Garrido ha pasado por pocos equipos y de esos no tiene duda que con el mejor jugador con el que ha coincidido es con Machís, “que aunque al final se quedó sin gasolina verlo competir era una barbaridad porque estaba a otro nivel”. A la hora de recordar a un rival se le viene a la mente el Real Madrid en ese choque copero. “Tuve la suerte de jugar con Izco, James, y el gran Sherychev. Y se me quedó en el recuerdo Izco y James, que me rompieron varias veces y lo pasé francamente mal.

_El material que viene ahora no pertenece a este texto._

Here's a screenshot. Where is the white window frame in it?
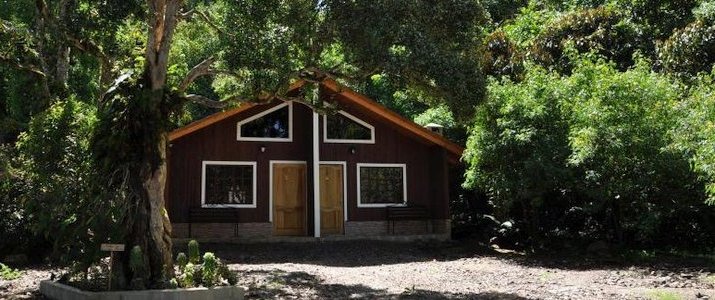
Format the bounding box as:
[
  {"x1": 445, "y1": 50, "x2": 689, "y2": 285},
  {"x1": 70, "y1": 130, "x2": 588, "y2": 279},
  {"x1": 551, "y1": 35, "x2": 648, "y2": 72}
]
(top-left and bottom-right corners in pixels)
[
  {"x1": 356, "y1": 163, "x2": 407, "y2": 207},
  {"x1": 236, "y1": 102, "x2": 293, "y2": 142},
  {"x1": 323, "y1": 110, "x2": 375, "y2": 144},
  {"x1": 201, "y1": 160, "x2": 258, "y2": 208}
]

También es verdad que entonces teníamos el nivel físico de Segunda B y ellos estaban en la élite”.

En cuanto a su ídolo futbolístico se acuerda de “Ismael Urzaiz, delantero del Athletic. Me encantaba como futbolista”. Y eso que Garrido no es un enamorado del fútbol al cien por cien puesto que no se trata de esas personas que ve fútbol todo el rato y a todas horas. “Yo suelo entrenar y ya me hago otras cosas; no veo fútbol apenas aunque sí el Athletic, del que soy socio”. Por eso, a la hora de señalar al mejor jugador de Segunda a su juicio se queda con tres de sus compañeros. “No veo mucho fútbol así que me quedo con Iza, José Mari o Iza, entre esos tres estaría la cosa”. En la misma línea, a la hora de escoger un referente en el centro del campo, el vasco se excusó alegó lo mismo. “No tengo muchos referentes porque no soy una persona que no ve mucho fútbol. Siempre me han gustado los jugadores un poquito leñeros. Y por decir uno, diría José Mari”.

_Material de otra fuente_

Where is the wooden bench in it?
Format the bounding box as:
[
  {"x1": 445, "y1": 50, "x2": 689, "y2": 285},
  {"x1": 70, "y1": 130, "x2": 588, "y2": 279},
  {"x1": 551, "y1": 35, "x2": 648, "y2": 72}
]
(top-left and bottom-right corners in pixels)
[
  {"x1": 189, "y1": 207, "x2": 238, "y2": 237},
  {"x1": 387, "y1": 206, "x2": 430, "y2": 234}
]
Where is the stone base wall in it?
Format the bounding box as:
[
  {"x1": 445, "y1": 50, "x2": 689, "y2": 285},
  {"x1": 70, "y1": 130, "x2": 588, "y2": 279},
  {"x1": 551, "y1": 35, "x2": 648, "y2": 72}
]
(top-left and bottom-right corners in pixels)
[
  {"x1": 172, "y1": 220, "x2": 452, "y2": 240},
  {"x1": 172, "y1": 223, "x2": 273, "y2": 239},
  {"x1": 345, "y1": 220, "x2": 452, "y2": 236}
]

Precisamente, recibió una pregunta de Álex, el que le cuestionó si se ve como mediapunta. A esto Garrido contestó que son varios los que se lo han dicho, entre ellos, el presidente Vizcaíno aunque Cervera apenas lo puso unos minutos ante el Girona en Carranza en un partido que ganó el Cádiz CF.

Garrido es futbolista pero tiene claro lo que estaría siendo en el caso de no serlo. “Cuando estaba en el Barakaldo estudié un grado de Delineante y trabajaba por la mañana y luego por las tardes iba a entrenar. Si no hubiera firmado por el Cádiz CF estaría como delineante”.

Garrido fue cedido en el año del ascenso al Racing de Ferrol, algo que no le sentó bien pero que no le hizo cambiar su mentalidad. “Yo siempre pensé que en Cádiz podía hacer cosas grandes. Cuando fui a Ferrol me fui un poco dolido pero a la vuelta lo único que pensaba era en quedarme y triunfar”. Y a fe que lo ha conseguido.

Es de los jugadores del Cádiz CF que más años lleva. Ha visto pasar a muchos jugadores y tiene claro cuales le han ofrecido más impresión. “Me sorprendió muchísimo Iza porque cuando jugamos contra él siempre se veía que era un jugón pero al tenerlo en el equipo me ha sorprendido mucho. Y Álex, cuando está en un buen momento, es imparable, lo hace muy fácil”.

Y es que Garrido es un futbolista algo atípico. Disfruta jugando y entrena con dedicación, pero no hace de fútbol su razón de la existencia. Dice no llevar nada mal el confinamiento ya que lee mucho, juega con sus perros y con su novia no para de entretenerse con juegos de mesa. “Ahora estamos pidiendo más”, asegura. Consume muchas series de televisión, ahora está con una de judíos y nazis que recomienda. Y le gusta la historia. Un futbolista aguerrido en el campo pero hogareño como el que más y que como buen vasco le apasiona el ciclismo. Ahora se encuentra jugando con sus amigos a un juego on line que trata de ser un manager de un equipo ciclista.